Metro

Manhattan shopkeepers fear DA Alvin Bragg’s new policies will increase crime

Manhattan shopkeepers expressed fear and anger on Wednesday that the new district attorney’s progressive policies will only serve to embolden small-time crooks and put them in harm’s way.

District Attorney Alvin Bragg, in a memo issued Monday, instructed his staff to stop prosecuting many low-level offenses, to seek reduced charges for certain crimes and not to ask for bail except in the most serious cases.

“This is very bad for this neighborhood,” said Modou Wade, owner of Bakh Yaye, a clothing and food store in Harlem, the area where Bragg grew up in the 1980s.

Wade, a 61-year-old dad of three, said the area is already plagued by crime, noting that his and other shops have reduced their hours out of fear of getting robbed. He was threatened with a gun inside his store in September, he said.

“Every day they come in with a knife and say give me something! It is a ridiculous area,” he said. “If it gets worse I will have to close, my wife tells me.”

Small business owners are concerned about new Manhattan District Attorney Alvin Bragg’s new order to his staff to stop prosecuting some low-level offenses. William C. Lopez/NY Post

Mamadou Diallo, 35, a clerk at nearby TAF Phone Card and Clothing store on Adam Clayton Powell Jr. Blvd. said the shop had been robbed twice in the last three years.

“This is going to make it much more dangerous,” he said.

But Bragg, in his policy memo, argued that “reserving incarceration for matters involving significant harm will make us safer.”

One of the aims is to significantly reduce pretrial detention, reserving it only for “very serious cases.”

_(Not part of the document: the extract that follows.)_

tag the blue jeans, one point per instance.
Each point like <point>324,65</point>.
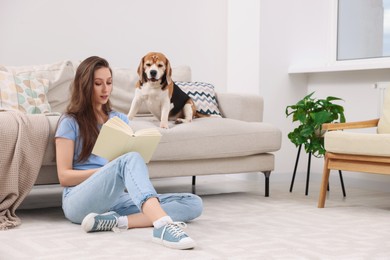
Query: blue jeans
<point>123,185</point>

His office will halt prosecution of several non-violent crimes including fare-beating, trespassing, resisting arrest and interfering with cops, unless they are part of a larger, felony case.

Modou Wade, owner of clothing and food store Bakh Yaye in Harlem, says that Bragg’s policy is “very bad for this neighborhood.” Matthew McDermott for NY Post

Prosecutors were also instructed to downgrade felonies to misdemeanors in certain cases. For instance, suspects initially charged with armed robbery of a store would get hit with petit larceny instead, a misdemeanor, provided no victims were seriously injured and there was no “genuine risk of physical harm,” the memo states.

“I think it’s the wrong way to go,” Mike Bonanza, 35, the manager of grocery store in Downtown Manhattan. “It really doesn’t matter — they are committing crime, they are robbing a store — whether somebody gets hurt or not.”

Michelle Ortiz, 47, a worker at Starbright Design Floral store in Chelsea agreed “the punishement doesn’t fit the crime.”

“Hey, I’m going to rob you, I’m not going to hurt you, I’m just going to take your hard-earned money! Where is the deterrent?,” she said.

The District Attorney’s Office clarified on Wednesday that it would still prosecute armed robberies involving a gun as a felony.

“We will be tough when we need to be, but we will not be seeking to destroy lives through unnecessary incarceration,” Bragg said in a statement. 

“In practical terms that means: I’ve prosecuted gun cases and if you use a gun to rob a store, you will be prosecuted as a felony. I’ve prosecuted cases involving assaulting law enforcement, and if you punch a police officer, you will also be prosecuted as a felony,” he said. “But if you are houseless with an addiction problem and you steal toothpaste and some bread, you will be diverted for treatment to help break the cycle of recidivism.”

Mamadou Diallo, a clerk at TAF Phone Card and Clothing store, said his store has been robbed twice in the past three years. Matthew McDermott for NY Post

“These policy changes not only will, in and of themselves, make us safer; they also will free up prosecutorial resources to focus on violent crime and bigger cases that make us safer.”

While some public defenders, including the Legal Aid Society, welcomed Bragg’s changes, cops said the policies would only lead to more crime.

The head of the NYPD’s largest union, the Police Benevolent Association, also expressed “serious concerns about the message these types of policies send to both police officers and criminals on the street.”

“Police officers don’t want to be sent out to enforce laws that the district attorneys won’t prosecute,” PBA president Patrick Lynch said.